Did you see how Texas ran the ball the last few years? Okay, I can see how you don’t want to give Knapp credit for that, it wasn’t his offense. But the architect of the blocking schemes that the Texans use to run the ball is a guy named Alex Gibbs. Who’s that? Just the guy who put the Denver Broncos running game together that finally carried John Elway to the Super Bowl Championship in the 90’s. Remember those Broncos teams, how 1,000-yard rushers would appear out of nowhere every year? Gibbs did that. Kubiak brought him to Houston in 2008 to do the same thing in Houston.
What does this have to do with Greg Knapp? Alex Gibbs was also on the Falcons staff with Knapp and Dennis Allen. I think you can expect that the Raiders will hire an OL coach with experience in Gibbs’ system, and Knapp will coordinate an offense that will make Darren McFadden and his fans very happy.

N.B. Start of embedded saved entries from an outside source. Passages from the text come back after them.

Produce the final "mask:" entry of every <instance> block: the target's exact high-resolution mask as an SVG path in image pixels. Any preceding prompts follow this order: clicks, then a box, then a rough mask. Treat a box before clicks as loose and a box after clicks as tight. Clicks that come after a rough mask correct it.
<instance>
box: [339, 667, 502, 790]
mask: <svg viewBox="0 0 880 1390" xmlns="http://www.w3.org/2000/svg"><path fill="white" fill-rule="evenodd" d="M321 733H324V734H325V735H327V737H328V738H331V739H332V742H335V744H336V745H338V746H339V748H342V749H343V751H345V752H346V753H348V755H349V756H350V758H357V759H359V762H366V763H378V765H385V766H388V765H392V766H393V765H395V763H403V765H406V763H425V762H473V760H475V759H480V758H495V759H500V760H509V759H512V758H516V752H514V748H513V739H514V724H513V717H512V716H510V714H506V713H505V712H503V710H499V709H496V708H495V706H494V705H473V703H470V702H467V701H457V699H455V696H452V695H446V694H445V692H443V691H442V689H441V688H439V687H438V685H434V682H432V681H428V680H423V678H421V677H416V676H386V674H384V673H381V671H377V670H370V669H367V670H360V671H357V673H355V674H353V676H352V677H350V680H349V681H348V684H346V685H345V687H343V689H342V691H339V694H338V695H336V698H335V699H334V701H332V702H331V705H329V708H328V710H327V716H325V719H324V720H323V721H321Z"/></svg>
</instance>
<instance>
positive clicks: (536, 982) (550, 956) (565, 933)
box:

I think this is the fourth straight outstanding move by the Raiders. The hiring of Reggie McKenzie, the decision to cut ties with Hue Jackson, and the hiring of Allen were all big steps forward for this team, and Knapp is another piece of the puzzle they’re trying to put together.
Raider Fans, you’ve been through a lot these past ten years, but hang in there. There’s a light at the end of the tunnel, and it might not be a train.